Jonathan Kuminga choisit Minnesota et parie gros sur lui-même
« Sans vouloir manquer de respect, je n’avais pas le sentiment que Los Angeles était le bon environnement pour moi », a expliqué Kuminga à The Athletic. « Il y a un niveau d’attentes et de bruit extérieur autour des Lakers qui peut devenir une distraction, et je voulais être dans une situation où je pouvais rester concentré sur le basket et ma progression. »
Un constat assez révélateur pour un joueur dont les dernières années n’ont justement pas été les plus tranquilles. Son passage à Golden State avait été marqué par les interrogations permanentes autour de son rôle et de sa relation avec Steve Kerr, avant son transfert à Atlanta. À 23 ans, Kuminga semble donc avoir privilégié un environnement qu’il juge plus propice à sa progression plutôt que l’exposition maximale qui accompagne presque systématiquement les Lakers.
Mais son choix ne repose pas uniquement sur l’envie d’éviter le tumulte de Los Angeles.

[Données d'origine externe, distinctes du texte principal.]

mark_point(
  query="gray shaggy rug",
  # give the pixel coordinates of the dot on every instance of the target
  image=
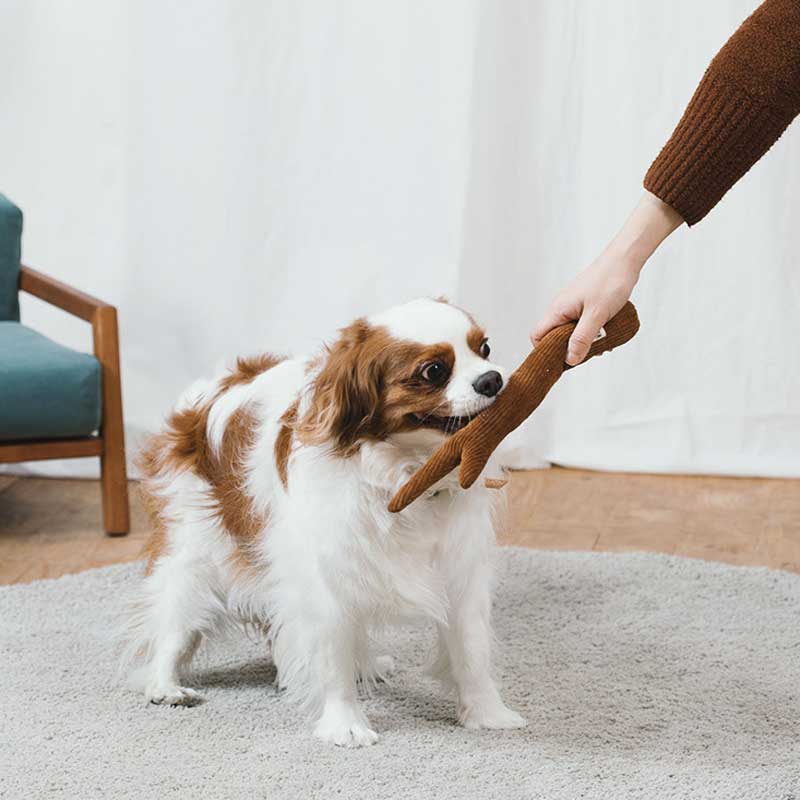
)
(642, 676)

« J’avais aussi le sentiment que Minnesota correspondait mieux à mon profil défensivement et que mon rôle y serait plus clair. Au final, c’était simplement la meilleure situation. »
Un discours qui rejoint celui tenu quelques jours plus tôt par son agent Aaron Turner. Celui-ci avait révélé que Anthony Edwards s’était personnellement impliqué dans le recrutement de Kuminga en insistant notamment sur l’ambition défensive des Wolves. Avec Edwards, Jaden McDaniels et Rudy Gobert, le nouveau venu estime pouvoir trouver un cadre dans lequel ses qualités physiques auront immédiatement leur utilité.

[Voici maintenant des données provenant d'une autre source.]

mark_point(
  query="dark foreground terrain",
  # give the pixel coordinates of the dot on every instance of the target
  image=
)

Kuminga a ainsi accepté un contrat de deux ans et 12,4 millions de dollars, avec une player option pour la deuxième saison, alors que les Lakers lui proposaient davantage. Un choix qui ressemble autant à un pari sur lui-même qu’à une volonté de retrouver un peu de stabilité : moins de lumière, moins de bruit et, espère-t-il, beaucoup plus de clarté sur le terrain.